The helper class provides a small set of methods:

  • (id)initWithDelegate:(id <OperationsRunnerProtocol>)del;
  • (void)runOperation:(NSOperation *)op withMsg:(NSString *)msg;
  • (NSSet *)operationsSet;
  • (NSUInteger)operationsCount;
  • (void)cancelOperations;
  • (void)enumerateOperations:(void(^)(NSOperation *op)) b;

Operations are submitted with the runOperation and an optional debug message, which can get logged when the operations gets submitted to the NSOperationsQueue, and also when it completes. This is quite handy during debugging, and in my code I always supply a string, but suppress logging if the build is Deployment.

The completed operation is returned to the caller object via a delegate message:

– (void)operationFinished:(NSOperation *)op;

Within that message, the OperationsRunner object can report back whether this is the last operations, or others are still pending (they might even be all complete but have not been fed back via the delegate message.)

Queued operations can be cancelled at any time, and the whole stack quickly and gracefully collapses—cancelled operations do not result in delegate callbacks either.

My code has made extensive use of this class, and actually uses the exact code found in the NSOperation-WebFetches-MadeEasy repository. My last App Store App, Lot18, made extensive use of it, and often had hundreds of html and image fetches going on in multiple instances of the OperationsRunner.
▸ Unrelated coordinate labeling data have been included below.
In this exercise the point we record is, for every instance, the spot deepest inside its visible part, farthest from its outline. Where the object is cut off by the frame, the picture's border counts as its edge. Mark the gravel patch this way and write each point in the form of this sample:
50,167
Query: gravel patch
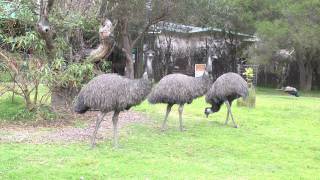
78,132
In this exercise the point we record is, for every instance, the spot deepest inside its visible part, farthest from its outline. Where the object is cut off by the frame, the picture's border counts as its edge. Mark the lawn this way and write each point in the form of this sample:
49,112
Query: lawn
279,139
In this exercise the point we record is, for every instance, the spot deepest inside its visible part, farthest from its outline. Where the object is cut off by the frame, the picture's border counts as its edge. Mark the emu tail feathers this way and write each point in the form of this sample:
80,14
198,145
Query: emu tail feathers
79,106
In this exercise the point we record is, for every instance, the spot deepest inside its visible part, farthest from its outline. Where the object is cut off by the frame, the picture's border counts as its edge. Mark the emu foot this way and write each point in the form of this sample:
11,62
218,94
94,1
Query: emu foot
164,128
93,145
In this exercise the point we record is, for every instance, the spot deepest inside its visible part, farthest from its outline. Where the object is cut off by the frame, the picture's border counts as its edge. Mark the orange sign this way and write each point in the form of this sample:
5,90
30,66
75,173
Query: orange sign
199,69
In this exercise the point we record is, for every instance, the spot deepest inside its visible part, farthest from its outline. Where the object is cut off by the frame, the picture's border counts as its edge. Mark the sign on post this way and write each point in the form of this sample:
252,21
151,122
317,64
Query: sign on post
199,69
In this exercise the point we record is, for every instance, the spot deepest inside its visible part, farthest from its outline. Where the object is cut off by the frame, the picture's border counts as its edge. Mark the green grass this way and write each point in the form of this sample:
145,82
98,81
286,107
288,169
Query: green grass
15,110
279,139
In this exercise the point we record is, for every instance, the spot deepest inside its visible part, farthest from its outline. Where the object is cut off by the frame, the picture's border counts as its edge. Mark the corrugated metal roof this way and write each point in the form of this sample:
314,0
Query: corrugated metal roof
181,28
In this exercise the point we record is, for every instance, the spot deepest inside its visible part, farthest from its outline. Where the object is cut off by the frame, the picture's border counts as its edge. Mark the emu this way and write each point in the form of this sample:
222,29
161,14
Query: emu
225,89
112,92
180,89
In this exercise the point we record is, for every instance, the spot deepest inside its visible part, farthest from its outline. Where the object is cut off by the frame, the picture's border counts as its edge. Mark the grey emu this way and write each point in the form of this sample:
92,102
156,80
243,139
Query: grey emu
112,92
225,89
180,89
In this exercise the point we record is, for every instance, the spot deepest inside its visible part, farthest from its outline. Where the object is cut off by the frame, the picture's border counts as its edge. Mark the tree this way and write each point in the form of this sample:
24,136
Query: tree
295,27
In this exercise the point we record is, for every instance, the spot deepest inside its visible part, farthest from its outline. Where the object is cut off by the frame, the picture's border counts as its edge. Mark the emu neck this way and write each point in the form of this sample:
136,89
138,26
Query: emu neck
217,105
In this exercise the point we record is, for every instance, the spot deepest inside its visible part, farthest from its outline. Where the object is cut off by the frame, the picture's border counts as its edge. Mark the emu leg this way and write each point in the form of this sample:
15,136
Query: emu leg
180,116
227,119
169,106
98,122
229,111
115,128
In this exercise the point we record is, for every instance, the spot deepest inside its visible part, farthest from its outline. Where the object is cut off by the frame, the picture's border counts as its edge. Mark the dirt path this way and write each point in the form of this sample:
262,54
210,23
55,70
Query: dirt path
80,131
Refinements made at this time included the ability to vary the maximum number of concurrent operations, and the priority of the serial dispatch queue used to manage the operations. This architecture let the UI be responsive even in the face of a huge amount of background work (and the app has a 5 star rating!)

I am aware of many other networking frameworks, but mine does not try to be all inclusive—it does one thing really well—and it does what it aims to do quite well (YMMV). It’s something I’m very proud of, and I hope others will find it useful.